Elixir/OTP provides:
- **Lightweight processes** (10k+ concurrent requests)
- **Fault tolerance** (supervision trees handle failures)
- **Immutability** (no race conditions)
- **Hot code reloading** (update without stopping)
- **Distributed** (scale across machines)
Perfect for research requiring massive parallelism and reproducibility.

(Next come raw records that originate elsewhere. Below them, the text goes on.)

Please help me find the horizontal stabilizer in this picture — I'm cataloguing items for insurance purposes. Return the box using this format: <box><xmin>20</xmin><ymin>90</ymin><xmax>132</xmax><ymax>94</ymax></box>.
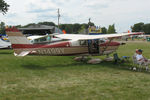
<box><xmin>14</xmin><ymin>51</ymin><xmax>31</xmax><ymax>57</ymax></box>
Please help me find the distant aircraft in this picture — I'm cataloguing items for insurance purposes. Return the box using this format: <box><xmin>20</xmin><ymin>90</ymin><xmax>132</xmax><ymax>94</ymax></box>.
<box><xmin>0</xmin><ymin>39</ymin><xmax>11</xmax><ymax>49</ymax></box>
<box><xmin>6</xmin><ymin>27</ymin><xmax>143</xmax><ymax>56</ymax></box>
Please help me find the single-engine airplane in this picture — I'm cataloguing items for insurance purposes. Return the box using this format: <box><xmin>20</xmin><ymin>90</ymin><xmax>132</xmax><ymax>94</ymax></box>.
<box><xmin>0</xmin><ymin>39</ymin><xmax>11</xmax><ymax>49</ymax></box>
<box><xmin>6</xmin><ymin>27</ymin><xmax>143</xmax><ymax>56</ymax></box>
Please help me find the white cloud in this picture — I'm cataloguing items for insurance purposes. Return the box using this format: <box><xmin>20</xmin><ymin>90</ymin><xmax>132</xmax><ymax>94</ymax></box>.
<box><xmin>0</xmin><ymin>0</ymin><xmax>150</xmax><ymax>32</ymax></box>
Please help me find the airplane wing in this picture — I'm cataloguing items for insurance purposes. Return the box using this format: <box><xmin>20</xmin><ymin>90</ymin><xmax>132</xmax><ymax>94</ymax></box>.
<box><xmin>14</xmin><ymin>51</ymin><xmax>31</xmax><ymax>57</ymax></box>
<box><xmin>0</xmin><ymin>39</ymin><xmax>11</xmax><ymax>49</ymax></box>
<box><xmin>55</xmin><ymin>32</ymin><xmax>143</xmax><ymax>40</ymax></box>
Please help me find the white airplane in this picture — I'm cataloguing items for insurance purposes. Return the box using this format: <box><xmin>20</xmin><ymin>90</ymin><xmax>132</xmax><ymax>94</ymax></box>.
<box><xmin>6</xmin><ymin>27</ymin><xmax>143</xmax><ymax>56</ymax></box>
<box><xmin>0</xmin><ymin>39</ymin><xmax>11</xmax><ymax>49</ymax></box>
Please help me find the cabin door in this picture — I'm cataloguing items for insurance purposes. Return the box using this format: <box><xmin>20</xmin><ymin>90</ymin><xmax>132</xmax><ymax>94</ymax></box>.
<box><xmin>88</xmin><ymin>40</ymin><xmax>99</xmax><ymax>54</ymax></box>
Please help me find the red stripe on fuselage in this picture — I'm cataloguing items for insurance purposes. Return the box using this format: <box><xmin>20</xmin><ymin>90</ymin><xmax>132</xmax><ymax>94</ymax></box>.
<box><xmin>12</xmin><ymin>42</ymin><xmax>69</xmax><ymax>49</ymax></box>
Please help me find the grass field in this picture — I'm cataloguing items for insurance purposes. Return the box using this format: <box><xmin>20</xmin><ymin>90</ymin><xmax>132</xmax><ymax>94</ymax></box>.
<box><xmin>0</xmin><ymin>42</ymin><xmax>150</xmax><ymax>100</ymax></box>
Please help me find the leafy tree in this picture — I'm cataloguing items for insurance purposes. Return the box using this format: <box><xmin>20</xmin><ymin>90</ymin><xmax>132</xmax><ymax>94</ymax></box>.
<box><xmin>131</xmin><ymin>22</ymin><xmax>144</xmax><ymax>32</ymax></box>
<box><xmin>38</xmin><ymin>22</ymin><xmax>55</xmax><ymax>26</ymax></box>
<box><xmin>23</xmin><ymin>23</ymin><xmax>36</xmax><ymax>27</ymax></box>
<box><xmin>107</xmin><ymin>24</ymin><xmax>116</xmax><ymax>34</ymax></box>
<box><xmin>0</xmin><ymin>0</ymin><xmax>9</xmax><ymax>14</ymax></box>
<box><xmin>73</xmin><ymin>23</ymin><xmax>81</xmax><ymax>34</ymax></box>
<box><xmin>15</xmin><ymin>25</ymin><xmax>22</xmax><ymax>28</ymax></box>
<box><xmin>0</xmin><ymin>22</ymin><xmax>6</xmax><ymax>34</ymax></box>
<box><xmin>88</xmin><ymin>22</ymin><xmax>94</xmax><ymax>26</ymax></box>
<box><xmin>101</xmin><ymin>27</ymin><xmax>107</xmax><ymax>34</ymax></box>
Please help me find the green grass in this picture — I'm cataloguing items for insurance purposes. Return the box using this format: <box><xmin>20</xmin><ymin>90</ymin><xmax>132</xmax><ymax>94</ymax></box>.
<box><xmin>0</xmin><ymin>42</ymin><xmax>150</xmax><ymax>100</ymax></box>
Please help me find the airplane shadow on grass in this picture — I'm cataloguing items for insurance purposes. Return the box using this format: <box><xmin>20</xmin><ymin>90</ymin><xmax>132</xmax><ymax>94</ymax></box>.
<box><xmin>21</xmin><ymin>63</ymin><xmax>87</xmax><ymax>70</ymax></box>
<box><xmin>22</xmin><ymin>62</ymin><xmax>150</xmax><ymax>74</ymax></box>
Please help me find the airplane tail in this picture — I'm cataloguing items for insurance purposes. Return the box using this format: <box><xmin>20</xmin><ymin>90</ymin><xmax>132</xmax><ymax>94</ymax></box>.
<box><xmin>6</xmin><ymin>27</ymin><xmax>31</xmax><ymax>56</ymax></box>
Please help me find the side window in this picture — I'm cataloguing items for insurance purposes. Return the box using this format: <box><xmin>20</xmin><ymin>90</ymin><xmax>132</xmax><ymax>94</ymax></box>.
<box><xmin>80</xmin><ymin>40</ymin><xmax>87</xmax><ymax>46</ymax></box>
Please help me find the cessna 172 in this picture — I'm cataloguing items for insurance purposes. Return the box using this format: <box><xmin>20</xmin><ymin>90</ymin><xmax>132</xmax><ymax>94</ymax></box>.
<box><xmin>6</xmin><ymin>27</ymin><xmax>143</xmax><ymax>56</ymax></box>
<box><xmin>0</xmin><ymin>39</ymin><xmax>11</xmax><ymax>49</ymax></box>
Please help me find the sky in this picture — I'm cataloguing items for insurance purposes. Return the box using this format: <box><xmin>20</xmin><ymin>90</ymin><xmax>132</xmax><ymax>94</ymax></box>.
<box><xmin>0</xmin><ymin>0</ymin><xmax>150</xmax><ymax>32</ymax></box>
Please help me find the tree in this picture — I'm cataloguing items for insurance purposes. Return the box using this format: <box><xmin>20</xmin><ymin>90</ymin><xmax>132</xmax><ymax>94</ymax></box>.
<box><xmin>101</xmin><ymin>27</ymin><xmax>107</xmax><ymax>34</ymax></box>
<box><xmin>38</xmin><ymin>22</ymin><xmax>55</xmax><ymax>26</ymax></box>
<box><xmin>143</xmin><ymin>23</ymin><xmax>150</xmax><ymax>34</ymax></box>
<box><xmin>131</xmin><ymin>22</ymin><xmax>144</xmax><ymax>32</ymax></box>
<box><xmin>107</xmin><ymin>24</ymin><xmax>116</xmax><ymax>34</ymax></box>
<box><xmin>73</xmin><ymin>23</ymin><xmax>81</xmax><ymax>34</ymax></box>
<box><xmin>0</xmin><ymin>0</ymin><xmax>9</xmax><ymax>14</ymax></box>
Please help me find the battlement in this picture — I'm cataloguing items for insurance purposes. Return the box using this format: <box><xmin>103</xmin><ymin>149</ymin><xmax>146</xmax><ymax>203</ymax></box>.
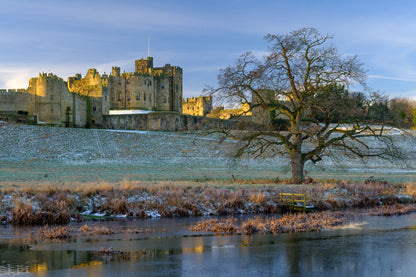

### What's the learning curve?
- **Beginner:** 1-2 days to run existing experiments
- **Intermediate:** 1 week to write custom experiments
- **Advanced:** 2-4 weeks to extend framework
Prior Elixir experience helps but not required. Framework provides high-level DSL.
### How much does it cost to run experiments?
Depends on experiment size:
- **Small (100 queries):** $0.50-$5
- **Medium (1000 queries):** $5-$50
- **Large (10k queries):** $50-$500
Use cheap models (GPT-4 Mini, Claude Haiku, Gemini Flash) to minimize costs.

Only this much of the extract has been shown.